This library includes a collection of methods for performing element search in ordered tables, starting from textbook implementations to more complex algorithms. We also provide some real Benchmarking datasets ranging in size from a few kilobytes to a few Gigabytes. For more information, we refer to the paper [1].
All Software has been tested on Ubuntu 20.04 LTS with the following features:
- gcc version 9.3.0
- Python 3.8.10
- Intel Math Kernel Libary
In order to execute Python script, you need the to install dependencies using:
pip install -r requirements.txt
Datasets and Query Files can be downloaded here
This Software can be compiled and execute as standalone software or can be included as library inside a C++ application.

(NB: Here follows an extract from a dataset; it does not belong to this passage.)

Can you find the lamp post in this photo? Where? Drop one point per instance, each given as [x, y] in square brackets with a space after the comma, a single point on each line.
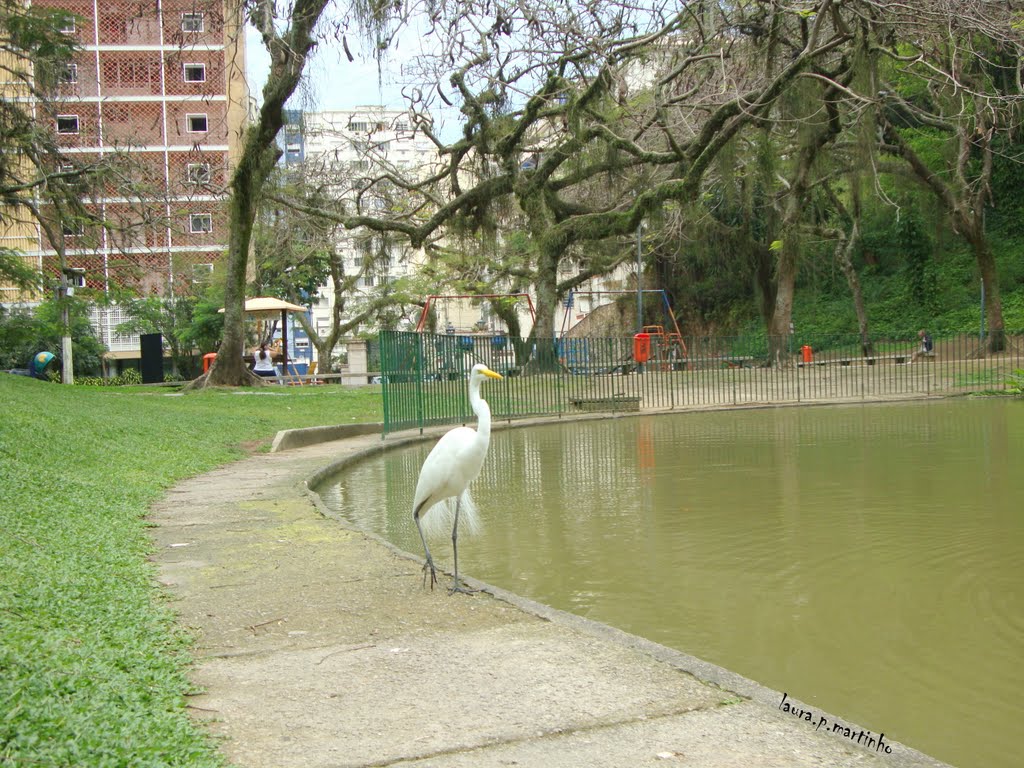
[70, 278]
[639, 281]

In order to include search procedure in a C++ application you have to copy and paste the include directory in your project folder. Then, you can include the following files:
- StandardLayout.hpp in order to use BBS, BFS, K-BBS and K-BFS
- EytzeingerLayout.hpp in order to create an Eytzinger Layout [2] and use BFE
- VamEmdeBoaLayout.hpp in order to create a Van Emde Boas Layout [2] and use BFV
- BTreesLayout.hpp in order to create a B+-Tree Layout [2] and use BFT
- LrLearnedDS.hpp, QrLearnedDS.hpp and CrLearnedDS.hpp in order to use Linear, Quadratic or Cubic regression respectively
In order to use library as standalone application, you can find some C++ example files inside the Test directory. In particular:
- mainStdTest.cpp is used to execute textbook search implementation and layout
- mainRgrTest.cpp is used to execute Regression and search
- mainOptimalSearchTest.cpp is used to execute KO-BFS or KO-BBS as described in [1]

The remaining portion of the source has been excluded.